Seymour’s father was a lifelong devotee of science and mathematics, a knowledgeable antiquarian and historian, and a member and patron of learned societies. Credited with ‘great amiability of temper and gentleness of manners’, he was reputedly henpecked by his Scottish wife, who carried domestic penny-pinching to ‘a very extraordinary length’. His politics were Whig, though his heart was not much in them. He made an unsuccessful bid for household office in 1796 and hankered after a blue ribbon, which he eventually obtained from Lord Melbourne’s ministry in 1837.
He has a great deal of curiosity upon every subject and delights in receiving information, but can’t bear the trouble of acquiring it from books ... He is very quick, extremely idle, and can’t bear the least trouble, but his mind is activity itself. You would be surprised at the questions he asks, and the subjects upon which he reasons, the more so as his manner is particularly childish ... His character is very downright and open, and I think too much destitute of pride and ambition. I should like a little of the former and a great deal of the latter.
Three years later Somerset expressed concern about his son’s character, observing that ‘his levity and facility are not suited to this country. An Eton education seems the most likely to make him manly ... [but] if it does not, I do not know what else to do for him’. The regime at Eton apparently did the trick. Shortly before going to Oxford in 1823 Seymour had the idea of accompanying his father’s friend Charles Babbage, the mathematical inventor, on his tour of the manufacturing districts, to examine the ‘engines and machinery’ which fascinated him, but practical difficulties put paid to the plan.

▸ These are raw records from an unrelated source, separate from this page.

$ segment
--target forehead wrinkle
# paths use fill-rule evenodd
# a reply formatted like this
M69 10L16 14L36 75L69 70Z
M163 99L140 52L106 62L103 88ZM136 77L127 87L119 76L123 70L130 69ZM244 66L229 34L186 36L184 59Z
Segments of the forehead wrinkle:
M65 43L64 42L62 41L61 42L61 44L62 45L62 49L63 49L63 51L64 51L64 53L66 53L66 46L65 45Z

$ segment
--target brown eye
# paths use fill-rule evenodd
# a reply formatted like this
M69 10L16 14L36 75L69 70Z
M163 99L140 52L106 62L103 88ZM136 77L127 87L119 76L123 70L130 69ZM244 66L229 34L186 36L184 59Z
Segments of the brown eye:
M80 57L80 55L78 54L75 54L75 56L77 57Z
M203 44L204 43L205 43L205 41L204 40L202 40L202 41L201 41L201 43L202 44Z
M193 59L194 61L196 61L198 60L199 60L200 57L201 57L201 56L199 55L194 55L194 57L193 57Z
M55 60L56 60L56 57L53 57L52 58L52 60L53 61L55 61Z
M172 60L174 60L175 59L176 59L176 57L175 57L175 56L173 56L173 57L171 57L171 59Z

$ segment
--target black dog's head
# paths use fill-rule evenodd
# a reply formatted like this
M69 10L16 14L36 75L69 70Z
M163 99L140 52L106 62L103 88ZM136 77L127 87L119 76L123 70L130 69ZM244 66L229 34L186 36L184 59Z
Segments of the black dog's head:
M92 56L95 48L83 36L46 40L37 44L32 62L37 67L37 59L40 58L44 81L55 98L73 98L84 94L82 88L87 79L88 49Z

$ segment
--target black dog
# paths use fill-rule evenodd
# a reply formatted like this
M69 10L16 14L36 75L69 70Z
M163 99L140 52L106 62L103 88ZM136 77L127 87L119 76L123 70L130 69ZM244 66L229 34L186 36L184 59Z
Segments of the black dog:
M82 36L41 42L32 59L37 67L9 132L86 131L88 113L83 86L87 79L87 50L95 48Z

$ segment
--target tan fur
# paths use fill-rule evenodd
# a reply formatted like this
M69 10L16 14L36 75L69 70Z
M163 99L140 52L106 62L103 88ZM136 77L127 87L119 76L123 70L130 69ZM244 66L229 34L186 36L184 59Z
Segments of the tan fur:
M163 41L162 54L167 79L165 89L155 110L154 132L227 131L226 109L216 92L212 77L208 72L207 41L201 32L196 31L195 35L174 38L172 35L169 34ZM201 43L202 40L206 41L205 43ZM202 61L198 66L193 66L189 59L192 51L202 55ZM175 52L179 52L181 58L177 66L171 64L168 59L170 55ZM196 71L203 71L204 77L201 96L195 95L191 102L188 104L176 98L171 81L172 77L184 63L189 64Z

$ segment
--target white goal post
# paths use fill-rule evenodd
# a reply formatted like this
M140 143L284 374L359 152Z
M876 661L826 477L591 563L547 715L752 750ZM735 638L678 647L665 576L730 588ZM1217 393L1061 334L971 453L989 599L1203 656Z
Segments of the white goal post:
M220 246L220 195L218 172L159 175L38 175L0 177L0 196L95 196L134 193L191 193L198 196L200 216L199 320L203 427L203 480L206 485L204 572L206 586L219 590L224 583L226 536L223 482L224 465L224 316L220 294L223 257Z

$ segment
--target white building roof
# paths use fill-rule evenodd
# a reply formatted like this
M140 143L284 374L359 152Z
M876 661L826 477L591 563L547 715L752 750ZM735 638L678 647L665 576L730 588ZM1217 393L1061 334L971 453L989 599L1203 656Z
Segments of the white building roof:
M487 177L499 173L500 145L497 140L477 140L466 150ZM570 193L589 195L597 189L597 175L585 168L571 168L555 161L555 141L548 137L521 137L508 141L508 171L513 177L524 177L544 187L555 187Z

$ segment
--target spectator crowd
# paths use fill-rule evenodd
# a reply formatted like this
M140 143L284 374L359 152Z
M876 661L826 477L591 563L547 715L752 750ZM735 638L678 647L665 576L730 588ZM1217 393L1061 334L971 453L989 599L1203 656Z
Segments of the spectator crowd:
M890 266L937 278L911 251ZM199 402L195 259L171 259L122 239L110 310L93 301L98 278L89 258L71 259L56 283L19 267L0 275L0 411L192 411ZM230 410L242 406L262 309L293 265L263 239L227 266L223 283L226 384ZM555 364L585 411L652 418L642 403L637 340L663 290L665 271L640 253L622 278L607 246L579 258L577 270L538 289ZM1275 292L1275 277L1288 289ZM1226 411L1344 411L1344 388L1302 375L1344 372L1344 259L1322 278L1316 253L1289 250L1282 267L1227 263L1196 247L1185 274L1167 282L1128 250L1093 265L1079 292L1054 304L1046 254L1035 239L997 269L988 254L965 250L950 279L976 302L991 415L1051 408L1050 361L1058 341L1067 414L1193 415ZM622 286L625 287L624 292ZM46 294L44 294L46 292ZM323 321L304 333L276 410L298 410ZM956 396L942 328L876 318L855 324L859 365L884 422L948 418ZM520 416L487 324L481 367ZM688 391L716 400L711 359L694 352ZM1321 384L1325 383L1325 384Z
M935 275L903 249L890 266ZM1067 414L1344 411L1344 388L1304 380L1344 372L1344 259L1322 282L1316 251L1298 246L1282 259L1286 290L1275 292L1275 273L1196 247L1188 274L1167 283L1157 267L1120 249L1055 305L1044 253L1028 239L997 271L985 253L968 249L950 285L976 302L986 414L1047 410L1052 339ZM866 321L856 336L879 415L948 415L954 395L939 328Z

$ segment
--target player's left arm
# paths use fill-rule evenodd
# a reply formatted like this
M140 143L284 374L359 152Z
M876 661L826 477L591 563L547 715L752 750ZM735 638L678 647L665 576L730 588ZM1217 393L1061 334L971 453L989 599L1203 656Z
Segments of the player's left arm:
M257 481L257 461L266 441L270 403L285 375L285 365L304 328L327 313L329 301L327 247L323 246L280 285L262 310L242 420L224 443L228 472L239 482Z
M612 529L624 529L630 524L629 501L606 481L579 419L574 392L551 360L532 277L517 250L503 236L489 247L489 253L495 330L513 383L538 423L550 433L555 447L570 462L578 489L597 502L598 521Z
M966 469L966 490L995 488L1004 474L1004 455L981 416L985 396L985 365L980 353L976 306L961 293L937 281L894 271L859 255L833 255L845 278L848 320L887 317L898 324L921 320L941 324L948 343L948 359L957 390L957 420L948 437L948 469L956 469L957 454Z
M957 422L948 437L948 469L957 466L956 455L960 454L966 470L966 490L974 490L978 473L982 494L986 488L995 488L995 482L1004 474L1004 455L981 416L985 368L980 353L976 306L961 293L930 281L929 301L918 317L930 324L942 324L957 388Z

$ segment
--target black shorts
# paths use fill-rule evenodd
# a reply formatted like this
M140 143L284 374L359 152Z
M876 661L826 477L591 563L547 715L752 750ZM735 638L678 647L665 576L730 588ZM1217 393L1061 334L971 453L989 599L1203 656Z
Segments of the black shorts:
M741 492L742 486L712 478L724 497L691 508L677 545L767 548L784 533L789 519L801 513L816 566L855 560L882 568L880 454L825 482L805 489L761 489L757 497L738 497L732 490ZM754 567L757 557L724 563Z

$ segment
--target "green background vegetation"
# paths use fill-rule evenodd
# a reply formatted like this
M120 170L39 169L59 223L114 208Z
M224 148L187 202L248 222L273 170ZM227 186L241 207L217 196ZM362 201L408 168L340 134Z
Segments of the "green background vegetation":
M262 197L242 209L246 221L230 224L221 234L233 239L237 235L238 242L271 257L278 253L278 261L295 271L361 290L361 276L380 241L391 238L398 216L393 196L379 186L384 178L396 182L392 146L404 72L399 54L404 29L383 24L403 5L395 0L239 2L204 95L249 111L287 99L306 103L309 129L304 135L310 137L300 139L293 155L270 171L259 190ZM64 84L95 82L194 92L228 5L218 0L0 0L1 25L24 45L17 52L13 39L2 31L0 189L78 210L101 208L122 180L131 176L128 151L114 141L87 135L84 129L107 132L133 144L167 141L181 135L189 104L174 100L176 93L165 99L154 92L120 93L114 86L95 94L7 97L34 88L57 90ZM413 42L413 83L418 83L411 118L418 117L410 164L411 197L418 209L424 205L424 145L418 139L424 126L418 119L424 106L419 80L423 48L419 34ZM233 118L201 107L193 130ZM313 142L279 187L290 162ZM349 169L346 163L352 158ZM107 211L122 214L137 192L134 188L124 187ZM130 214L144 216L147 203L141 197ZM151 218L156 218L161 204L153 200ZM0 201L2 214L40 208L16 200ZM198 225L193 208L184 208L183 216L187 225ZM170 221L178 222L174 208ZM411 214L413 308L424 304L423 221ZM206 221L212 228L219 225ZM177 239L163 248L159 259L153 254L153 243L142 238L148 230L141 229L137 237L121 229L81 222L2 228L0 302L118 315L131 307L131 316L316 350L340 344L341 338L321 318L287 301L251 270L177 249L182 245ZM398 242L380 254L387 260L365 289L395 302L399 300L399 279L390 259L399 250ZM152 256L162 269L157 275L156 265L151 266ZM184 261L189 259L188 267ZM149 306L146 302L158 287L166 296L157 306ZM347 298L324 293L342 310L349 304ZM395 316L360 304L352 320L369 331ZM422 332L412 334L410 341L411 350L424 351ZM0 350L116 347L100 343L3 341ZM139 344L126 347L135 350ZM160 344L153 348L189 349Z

Seymour had joined Brooks’s Club, 28 Feb. 1827. He attended the Devon county meeting called to petition Parliament against Catholic emancipation, 16 Jan. 1829, when he seconded a pro-Catholic amendment and made what Lady Holland described as ‘a good speech’ on ‘the liberal side’, although he was eventually shouted down. He told a subsequent dinner meeting that no one was ‘more zealous’ than he in support of the principle of emancipation.
His father supported the reform bills in the Lords, and in the summer of 1832 Lord Grey considered Lord Ebrington’s* suggestion that Seymour might be a suitable candidate for elevation to that House, acknowledging that ‘the duke of Somerset is entitled to every consideration from us, and it must also be my wish, as it is my interest, to conciliate Lord Seymour’.